Spring is in full bloom here in the UK, this week the weather has been glorious. It makes you feel happy to be alive.
Or that’s the theory. I’ve struggled all week. My confidence in myself is at an all time low, my return to my job is imminent, it hangs over me every second of every day.
Fear. I’m scared. I’m frightened that I can’t do my job anymore. I haven’t worked for 8 months, I’ve distanced myself from my place of work to aid my recovery which was so needed but that is now showing huge disadvantages. I’m out the loop, I can’t remember what to do. In just over 36 hours, I have to walk back through the door and do the job that I’m paid and trained to do.

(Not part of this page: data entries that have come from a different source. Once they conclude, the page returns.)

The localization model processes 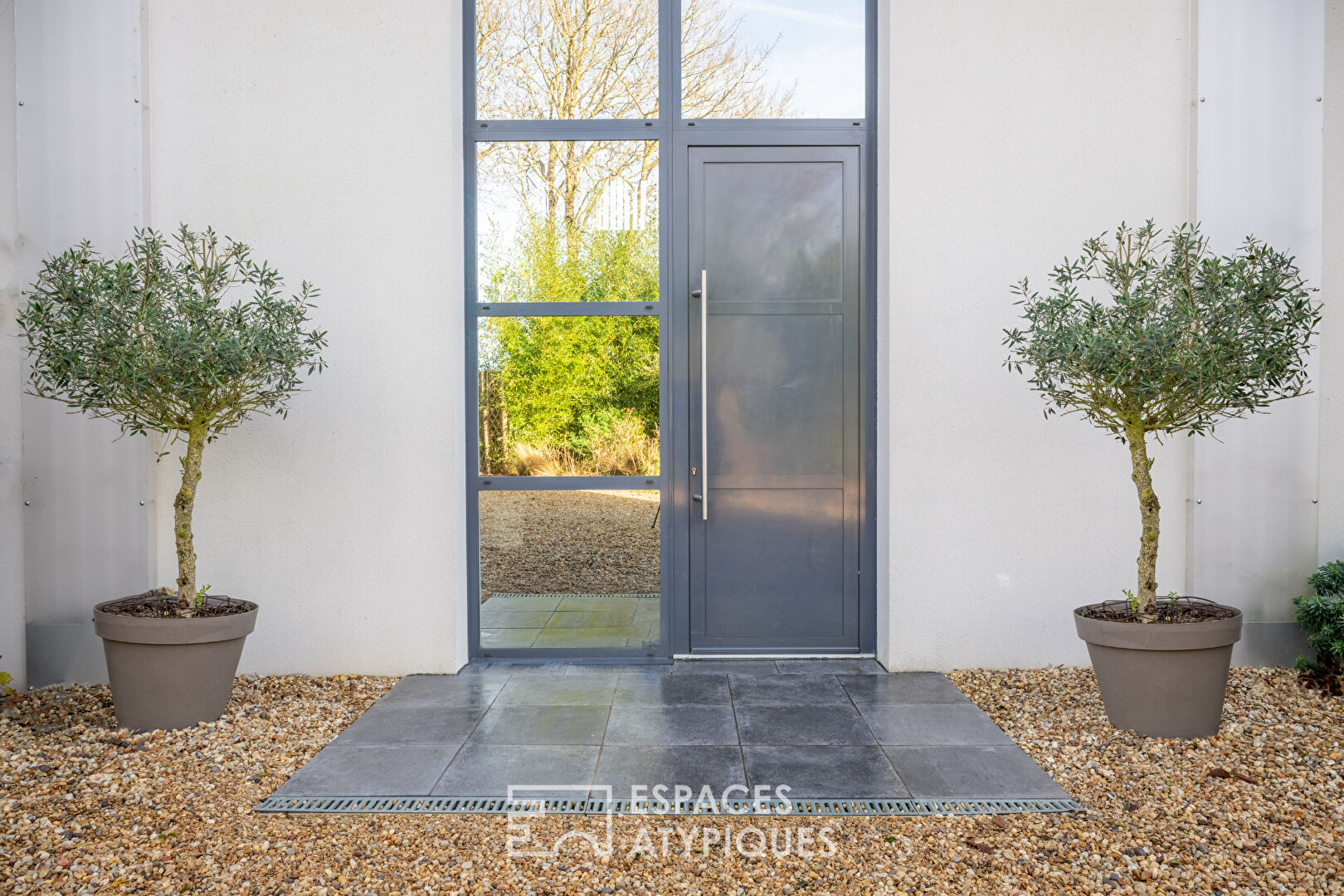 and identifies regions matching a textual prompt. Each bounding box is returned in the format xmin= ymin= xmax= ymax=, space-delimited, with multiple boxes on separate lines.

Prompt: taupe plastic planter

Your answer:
xmin=93 ymin=601 xmax=256 ymax=731
xmin=1074 ymin=607 xmax=1242 ymax=739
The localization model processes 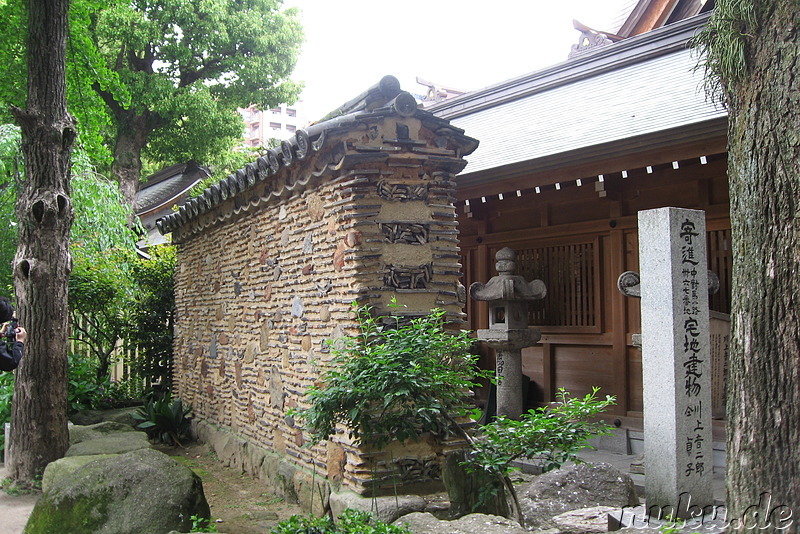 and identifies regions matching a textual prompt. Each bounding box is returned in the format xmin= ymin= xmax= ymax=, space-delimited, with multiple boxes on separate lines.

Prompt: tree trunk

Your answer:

Sure, there is a phased return and in my case, it is generous but I still have to get up, put on my work clothes, drive there and walk through the door.
This thought train plays on a loop in my head like a never ending roller coaster. It’s made me incredibly irrational. I’ve been on a self destruct mission trying to vent my insecurities on the one person I love the most. The one person who holds me together more than anybody. The one person who really should walk away from my craziness but keeps coming back. For that, I’m eternally grateful.
Then yesterday came and for a few miraculous hours, it all went away. My lovely friend took me out, we went shopping and laughed. I saw the old me, the old friendship, the one that got us together in the first place. We had the looks between us when the salesman was trying ever so hard that had us trying (and failing) to hide smiles. I was happy.
I’ve forgotten what inside happiness feels like but for a brief time yesterday, I was reminded. And I liked it. I want more.
The new chapter of my life is happening, I can’t stop it, I can’t fight it. I need to go with open arms, big girl pants on and embrace the way forward.